Wright State basketball: Raiders take care of business to advance to HL quarterfinals

FAIRBORN — After getting smashed by 32 and 31 points in their two meetings this year, Green Bay refused to go meekly in a Horizon League first-round game at Wright State on Tuesday.

Maybe some pride kicked in.

Or perhaps the Raiders didn’t want to exert themselves too much given what’s coming next.

They led by only seven points with 12 minutes to go and 10 with eight minutes left. No one in the crowd of 2,597 was fretting, but a 3-28 team usually doesn’t put up that much of a fuss.

“They did what they had to do — slow the game down and take the air out of the ball,” coach Scott Nagy said. “It took all the energy out of the crowd, and it’s not an easy way to play.

“It just didn’t feel good. We’re used to flowing and playing faster. It was a very hard game.”
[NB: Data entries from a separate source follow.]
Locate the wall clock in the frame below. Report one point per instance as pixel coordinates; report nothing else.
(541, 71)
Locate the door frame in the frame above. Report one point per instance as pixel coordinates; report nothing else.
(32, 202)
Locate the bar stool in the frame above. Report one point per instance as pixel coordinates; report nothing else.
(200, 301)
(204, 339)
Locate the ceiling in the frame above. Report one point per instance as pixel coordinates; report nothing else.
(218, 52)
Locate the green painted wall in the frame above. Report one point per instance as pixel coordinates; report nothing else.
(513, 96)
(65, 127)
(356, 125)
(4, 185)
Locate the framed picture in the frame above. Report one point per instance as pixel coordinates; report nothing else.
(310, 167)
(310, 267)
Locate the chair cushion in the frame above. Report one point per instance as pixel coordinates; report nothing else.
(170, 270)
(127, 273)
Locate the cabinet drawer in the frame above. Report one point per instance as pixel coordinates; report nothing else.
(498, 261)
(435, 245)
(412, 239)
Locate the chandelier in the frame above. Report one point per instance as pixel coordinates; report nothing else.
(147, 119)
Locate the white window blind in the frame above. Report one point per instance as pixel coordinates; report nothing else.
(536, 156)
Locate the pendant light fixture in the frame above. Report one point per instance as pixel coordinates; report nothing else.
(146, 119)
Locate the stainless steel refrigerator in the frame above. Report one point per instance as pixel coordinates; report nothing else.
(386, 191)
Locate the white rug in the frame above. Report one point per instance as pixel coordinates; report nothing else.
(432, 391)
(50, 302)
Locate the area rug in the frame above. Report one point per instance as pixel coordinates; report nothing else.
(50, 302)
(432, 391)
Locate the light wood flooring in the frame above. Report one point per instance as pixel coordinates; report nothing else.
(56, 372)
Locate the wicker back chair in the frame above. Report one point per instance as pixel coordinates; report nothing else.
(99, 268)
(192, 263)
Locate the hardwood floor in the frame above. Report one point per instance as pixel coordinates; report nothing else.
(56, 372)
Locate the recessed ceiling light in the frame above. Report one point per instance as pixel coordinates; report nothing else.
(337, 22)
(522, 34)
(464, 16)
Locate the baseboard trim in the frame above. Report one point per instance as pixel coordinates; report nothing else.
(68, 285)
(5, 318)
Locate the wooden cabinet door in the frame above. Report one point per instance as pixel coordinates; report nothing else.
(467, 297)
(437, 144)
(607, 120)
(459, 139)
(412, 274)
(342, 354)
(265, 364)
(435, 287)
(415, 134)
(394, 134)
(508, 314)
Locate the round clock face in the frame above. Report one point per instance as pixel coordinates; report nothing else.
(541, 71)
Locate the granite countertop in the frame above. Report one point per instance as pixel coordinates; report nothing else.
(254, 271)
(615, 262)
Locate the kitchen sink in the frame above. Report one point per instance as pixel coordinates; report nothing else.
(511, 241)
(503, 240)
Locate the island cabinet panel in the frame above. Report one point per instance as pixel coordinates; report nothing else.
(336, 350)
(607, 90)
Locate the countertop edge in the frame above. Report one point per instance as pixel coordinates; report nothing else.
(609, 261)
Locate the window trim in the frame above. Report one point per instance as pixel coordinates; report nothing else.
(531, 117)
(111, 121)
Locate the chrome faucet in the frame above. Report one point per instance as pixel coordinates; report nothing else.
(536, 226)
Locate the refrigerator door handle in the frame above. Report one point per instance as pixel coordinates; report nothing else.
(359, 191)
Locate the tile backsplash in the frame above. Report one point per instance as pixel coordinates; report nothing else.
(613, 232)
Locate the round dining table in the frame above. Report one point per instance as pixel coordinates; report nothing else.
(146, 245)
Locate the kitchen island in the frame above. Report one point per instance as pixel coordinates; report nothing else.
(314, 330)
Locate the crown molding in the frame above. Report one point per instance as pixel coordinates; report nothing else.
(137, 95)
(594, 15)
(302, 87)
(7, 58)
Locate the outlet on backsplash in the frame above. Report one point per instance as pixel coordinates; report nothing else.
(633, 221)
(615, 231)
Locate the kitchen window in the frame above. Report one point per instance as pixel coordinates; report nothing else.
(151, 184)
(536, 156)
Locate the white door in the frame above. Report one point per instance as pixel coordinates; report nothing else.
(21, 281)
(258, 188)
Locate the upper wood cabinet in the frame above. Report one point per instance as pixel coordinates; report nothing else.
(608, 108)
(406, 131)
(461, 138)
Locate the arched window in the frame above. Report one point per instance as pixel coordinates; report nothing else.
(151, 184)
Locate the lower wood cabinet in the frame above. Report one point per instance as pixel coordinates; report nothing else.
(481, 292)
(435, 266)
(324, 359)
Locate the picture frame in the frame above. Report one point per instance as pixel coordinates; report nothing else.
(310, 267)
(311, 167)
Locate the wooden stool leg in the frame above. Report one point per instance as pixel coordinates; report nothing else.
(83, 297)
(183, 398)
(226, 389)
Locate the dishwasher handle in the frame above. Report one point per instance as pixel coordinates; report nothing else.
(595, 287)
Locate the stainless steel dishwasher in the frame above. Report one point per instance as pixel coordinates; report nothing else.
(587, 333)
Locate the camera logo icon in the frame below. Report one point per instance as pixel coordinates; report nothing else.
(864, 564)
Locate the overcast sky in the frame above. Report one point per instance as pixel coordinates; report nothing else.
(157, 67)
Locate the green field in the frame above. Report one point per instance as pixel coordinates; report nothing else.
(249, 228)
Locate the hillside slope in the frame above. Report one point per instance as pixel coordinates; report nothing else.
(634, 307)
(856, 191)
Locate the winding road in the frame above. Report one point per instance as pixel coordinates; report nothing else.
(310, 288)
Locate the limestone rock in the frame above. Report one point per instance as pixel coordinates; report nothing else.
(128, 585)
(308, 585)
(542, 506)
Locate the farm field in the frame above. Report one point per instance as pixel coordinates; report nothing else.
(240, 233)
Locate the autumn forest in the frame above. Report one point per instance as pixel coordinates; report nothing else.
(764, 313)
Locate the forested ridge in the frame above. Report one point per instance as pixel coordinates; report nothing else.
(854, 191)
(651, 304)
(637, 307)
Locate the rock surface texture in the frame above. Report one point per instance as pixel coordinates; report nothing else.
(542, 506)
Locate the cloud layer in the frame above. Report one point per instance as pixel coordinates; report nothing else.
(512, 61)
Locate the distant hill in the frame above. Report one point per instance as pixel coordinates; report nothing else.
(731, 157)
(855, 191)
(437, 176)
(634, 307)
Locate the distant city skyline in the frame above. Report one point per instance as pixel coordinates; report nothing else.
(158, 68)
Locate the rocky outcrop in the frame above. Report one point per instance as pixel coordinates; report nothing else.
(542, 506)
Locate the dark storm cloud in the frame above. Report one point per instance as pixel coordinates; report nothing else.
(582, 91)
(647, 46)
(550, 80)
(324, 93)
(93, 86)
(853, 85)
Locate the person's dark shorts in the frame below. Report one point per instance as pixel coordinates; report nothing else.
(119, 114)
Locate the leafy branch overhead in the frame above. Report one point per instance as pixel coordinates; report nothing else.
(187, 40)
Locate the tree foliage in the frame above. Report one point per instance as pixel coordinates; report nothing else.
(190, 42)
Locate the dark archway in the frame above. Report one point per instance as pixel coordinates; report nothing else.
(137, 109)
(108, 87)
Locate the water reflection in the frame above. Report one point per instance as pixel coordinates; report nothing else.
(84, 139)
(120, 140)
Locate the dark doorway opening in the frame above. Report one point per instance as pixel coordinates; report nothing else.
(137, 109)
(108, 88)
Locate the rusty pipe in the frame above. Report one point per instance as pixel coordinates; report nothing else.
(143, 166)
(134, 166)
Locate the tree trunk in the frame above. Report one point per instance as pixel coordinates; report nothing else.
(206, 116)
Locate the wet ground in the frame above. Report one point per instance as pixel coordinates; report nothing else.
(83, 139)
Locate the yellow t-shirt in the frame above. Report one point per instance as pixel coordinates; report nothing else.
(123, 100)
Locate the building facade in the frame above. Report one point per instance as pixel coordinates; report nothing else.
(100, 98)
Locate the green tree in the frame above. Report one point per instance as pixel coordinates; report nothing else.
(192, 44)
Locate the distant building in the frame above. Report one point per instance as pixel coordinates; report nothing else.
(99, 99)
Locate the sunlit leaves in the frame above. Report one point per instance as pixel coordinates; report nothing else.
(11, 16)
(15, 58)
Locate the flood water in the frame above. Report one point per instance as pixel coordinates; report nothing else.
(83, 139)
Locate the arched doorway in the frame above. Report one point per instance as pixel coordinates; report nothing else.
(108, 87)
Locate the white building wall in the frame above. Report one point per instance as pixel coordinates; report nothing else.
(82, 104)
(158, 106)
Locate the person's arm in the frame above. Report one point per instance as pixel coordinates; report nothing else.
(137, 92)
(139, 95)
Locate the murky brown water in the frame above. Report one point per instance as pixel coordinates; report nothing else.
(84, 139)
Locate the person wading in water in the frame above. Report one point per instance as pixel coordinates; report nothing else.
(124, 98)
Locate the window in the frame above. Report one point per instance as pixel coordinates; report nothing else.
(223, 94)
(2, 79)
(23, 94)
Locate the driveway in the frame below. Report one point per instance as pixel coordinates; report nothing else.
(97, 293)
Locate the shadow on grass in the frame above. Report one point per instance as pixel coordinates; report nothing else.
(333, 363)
League freshman of the year Brandon Noel had his 11th double-double with 20 points and 16 rebounds as the seventh-seeded Raiders pulled away for a 77-57 win.

After getting beaten on the boards by an average of 10 in the last four games, they finished with a 42-20 edge.

Trey Calvin had 14 points, and Tim Finke hit two 3′s in the first 68 seconds and scored 13.

“The first game of the tournament is always the hardest one,” Nagy said. “I think there’s some advantage to playing (in the first round) instead of sitting.”

The Raiders (18-14) will play at second-seeded Milwaukee (20-10) in the quarterfinals at 8 p.m. Thursday.

The game will be in the cozier Klotsche Center on campus, as opposed to cavernous UWM Panther Arena.

The Raiders swept both games this season, winning 78-74 in overtime on the road and 93-86 at home.

In the second game, the Panthers scored 26 in the first half and 60 in the second, cutting a 24-point deficit to five with a minute to go.

They grabbed 20 offensive rebounds in the first game and rallied from a 16-point deficit in the final 10 minutes to force OT.

They like to speed teams up with pressure. The more ragged, the better.

They lead the league in blocks at 5.6 per game and defensive field-goal percentage at 40.6. They average a league-high 15.4 turnovers, but they’re forcing 14 per game.

“It’ll be way different than this game,” Nagy said. “They play fast, and we play fast.”

He added: “I think everyone understands, once you get to the final eight, anybody can win.”

The Raiders learned that the hard way in the 2021 quarterfinals against the eighth-seeded Panthers, who prevailed, 94-92, in overtime at the Nutter Center in Loudon Love’s last game.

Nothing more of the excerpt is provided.